We build custom camera platforms for passenger cars, trucks, commercial vehicles, and off-road machinery, including ADAS, driver monitoring, surround-view, digital mirrors, and exterior access systems like the one in this project. Our team covers the full stack: hardware, firmware, and AI model integration.
How does Promwad handle ASPICE compliance in vision system projects?
We integrate ASPICE process requirements from the architecture stage, not as a retrofit. In this project, ASPICE CL2 documentation groundwork — requirements traceability, design specifications, and test procedures — was built alongside the platform, so it's ready for OEM integration without re-engineering the process layer.
Can this platform be adapted to a different vehicle program or use case?
Yes. The architecture is designed for reuse: mode switching between gesture access, face recognition, and surveillance is handled in firmware, so the same hardware works across different vehicle models. Additional gestures, more registered users, or fleet management integration can be added within the existing ECU boundaries — no hardware redesign needed.
How do you port ML models to embedded automotive processors?
We adapt standard frameworks — such as Google MediaPipe or TensorFlow Lite — to run on the target SoC's inference engine.

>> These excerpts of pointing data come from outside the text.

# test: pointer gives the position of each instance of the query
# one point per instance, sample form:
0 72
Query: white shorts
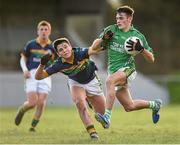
130 76
93 88
40 86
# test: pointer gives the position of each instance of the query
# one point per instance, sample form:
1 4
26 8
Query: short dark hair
60 41
125 9
44 23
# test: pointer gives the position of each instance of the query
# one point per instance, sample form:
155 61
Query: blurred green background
158 20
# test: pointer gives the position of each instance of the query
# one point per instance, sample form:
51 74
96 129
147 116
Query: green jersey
117 56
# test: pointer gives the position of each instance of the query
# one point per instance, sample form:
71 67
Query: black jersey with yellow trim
82 69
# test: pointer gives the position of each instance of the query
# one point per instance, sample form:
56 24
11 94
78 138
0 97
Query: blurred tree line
159 21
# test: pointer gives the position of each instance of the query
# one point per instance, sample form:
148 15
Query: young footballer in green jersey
121 66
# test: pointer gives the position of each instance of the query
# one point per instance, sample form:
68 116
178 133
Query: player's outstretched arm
40 72
95 47
148 56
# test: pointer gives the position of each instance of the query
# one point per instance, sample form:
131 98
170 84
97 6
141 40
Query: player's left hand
135 45
108 35
45 59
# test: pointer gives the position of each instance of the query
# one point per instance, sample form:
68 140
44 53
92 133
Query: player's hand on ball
135 46
108 35
27 74
45 58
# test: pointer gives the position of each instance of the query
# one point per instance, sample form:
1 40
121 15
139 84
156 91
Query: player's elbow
38 77
152 60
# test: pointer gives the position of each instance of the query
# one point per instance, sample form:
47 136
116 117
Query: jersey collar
44 43
71 61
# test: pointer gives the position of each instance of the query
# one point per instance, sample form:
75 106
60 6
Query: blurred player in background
83 80
36 91
121 66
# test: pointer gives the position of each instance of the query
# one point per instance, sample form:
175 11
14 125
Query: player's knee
32 104
80 103
109 81
129 108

This includes resolving toolchain incompatibilities, optimizing model size and latency, and validating accuracy on real camera streams, not just lab data. Ported models become reusable assets for future projects on the same platform.
Which SoC platforms does Promwad use for edge AI in automotive applications?
We work with Ambarella CVflow, NVIDIA Jetson, and Renesas platforms. Platform choice depends on the project's inference requirements, power budget, and certification needs. In this project, Ambarella CVflow was selected because it combines image processing and AI inference on a single automotive-grade chip.